The rising Janowicz suffered a meltdown of sorts in his second-round win.

On set point in the first-set tiebreak, the towering Pole appeared to have won the set when Devvarman landed a forehand wide that was called in. With no replay out on Court 8, Janowicz appealed to the chair umpire for an overrule to no avail.

That's when Janowicz lost it.

"How many times? How many times? How many? I'm begging you!" he screamed before spitting on the line. "It's no fun to play like this!"

After Janowicz lost the tiebreak, he lobbed a ball softly in the umpire's direction, hit the umpire's chair with his racquet and threw a water bottle across the court to earn a code violation.

"Actually, I went nuts. I calmed down little bit later on. Sometimes I have problem to control my emotions, but I'm trying to work on this."

One other second-round result saw South African Kevin Anderson, a runner-up in Sydney last week, erase Russian Andrey Kuznetsov 6-1, 7-5, 6-4.

The second round is scheduled to conclude here on Thursday, including matches for second-seeded former world No. 1 Roger Federer and third-seeded two-time Aussie Open finalist Andy Murray.

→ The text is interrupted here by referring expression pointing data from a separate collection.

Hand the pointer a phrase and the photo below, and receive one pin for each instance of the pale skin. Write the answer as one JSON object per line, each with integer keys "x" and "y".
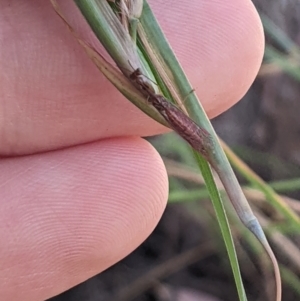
{"x": 81, "y": 202}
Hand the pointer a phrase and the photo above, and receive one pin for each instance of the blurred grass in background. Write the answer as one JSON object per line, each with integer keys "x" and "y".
{"x": 185, "y": 257}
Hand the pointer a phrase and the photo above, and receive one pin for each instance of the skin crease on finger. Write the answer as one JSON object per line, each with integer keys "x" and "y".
{"x": 74, "y": 213}
{"x": 52, "y": 96}
{"x": 59, "y": 233}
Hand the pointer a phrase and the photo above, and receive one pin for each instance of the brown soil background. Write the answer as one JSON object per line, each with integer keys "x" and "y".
{"x": 266, "y": 120}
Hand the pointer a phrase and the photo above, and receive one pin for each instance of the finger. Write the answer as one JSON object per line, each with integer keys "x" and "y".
{"x": 52, "y": 96}
{"x": 68, "y": 215}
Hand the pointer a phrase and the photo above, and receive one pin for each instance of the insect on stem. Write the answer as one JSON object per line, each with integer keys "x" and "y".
{"x": 183, "y": 125}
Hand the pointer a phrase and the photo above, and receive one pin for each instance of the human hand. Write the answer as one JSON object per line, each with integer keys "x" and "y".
{"x": 81, "y": 202}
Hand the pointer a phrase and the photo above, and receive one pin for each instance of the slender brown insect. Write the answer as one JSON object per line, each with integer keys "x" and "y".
{"x": 183, "y": 125}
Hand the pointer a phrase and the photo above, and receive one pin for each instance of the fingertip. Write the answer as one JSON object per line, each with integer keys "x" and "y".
{"x": 220, "y": 45}
{"x": 77, "y": 212}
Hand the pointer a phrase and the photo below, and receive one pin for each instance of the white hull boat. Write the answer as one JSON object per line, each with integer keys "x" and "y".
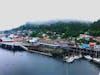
{"x": 78, "y": 57}
{"x": 97, "y": 60}
{"x": 69, "y": 59}
{"x": 88, "y": 57}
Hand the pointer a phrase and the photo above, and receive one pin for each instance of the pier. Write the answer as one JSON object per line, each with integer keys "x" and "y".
{"x": 50, "y": 50}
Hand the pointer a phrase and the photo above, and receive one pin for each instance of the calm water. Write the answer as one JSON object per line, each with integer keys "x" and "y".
{"x": 24, "y": 63}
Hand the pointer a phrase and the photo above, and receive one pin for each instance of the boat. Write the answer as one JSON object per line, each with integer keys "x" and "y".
{"x": 88, "y": 57}
{"x": 77, "y": 57}
{"x": 97, "y": 60}
{"x": 69, "y": 59}
{"x": 99, "y": 73}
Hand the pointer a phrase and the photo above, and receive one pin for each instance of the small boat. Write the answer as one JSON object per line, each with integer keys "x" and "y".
{"x": 78, "y": 57}
{"x": 88, "y": 57}
{"x": 69, "y": 59}
{"x": 97, "y": 60}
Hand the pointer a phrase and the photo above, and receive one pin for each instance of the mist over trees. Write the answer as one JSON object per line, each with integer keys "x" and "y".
{"x": 72, "y": 28}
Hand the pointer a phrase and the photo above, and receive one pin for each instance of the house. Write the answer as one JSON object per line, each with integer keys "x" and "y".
{"x": 6, "y": 39}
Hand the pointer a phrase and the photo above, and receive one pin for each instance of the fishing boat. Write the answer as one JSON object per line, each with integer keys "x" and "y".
{"x": 88, "y": 57}
{"x": 77, "y": 56}
{"x": 69, "y": 59}
{"x": 97, "y": 60}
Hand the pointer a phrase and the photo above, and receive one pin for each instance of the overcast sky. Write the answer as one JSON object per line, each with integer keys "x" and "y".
{"x": 14, "y": 13}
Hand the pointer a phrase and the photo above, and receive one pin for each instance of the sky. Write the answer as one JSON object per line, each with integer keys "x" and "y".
{"x": 14, "y": 13}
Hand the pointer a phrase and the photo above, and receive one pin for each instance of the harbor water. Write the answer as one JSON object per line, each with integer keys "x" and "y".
{"x": 26, "y": 63}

The 17-time Grand Slam champion Federer, a four-time Aussie champ and the reigning Wimbledon titlist, will face former world No. 3 Russian Nikolay Davydenko, while the reigning U.S. Open and Olympic champion Murray will be opposed by Portuguese Joao Sousa.

Also slated for action on Day 4 are sixth-seeded former U.S. Open champion Juan Martin del Potro, seventh-seeded 2008 Aussie runner-up Jo-Wilfried Tsonga, ninth-seeded Richard Gasquet, and 13th-seeded Canadian slugger Milos Raonic.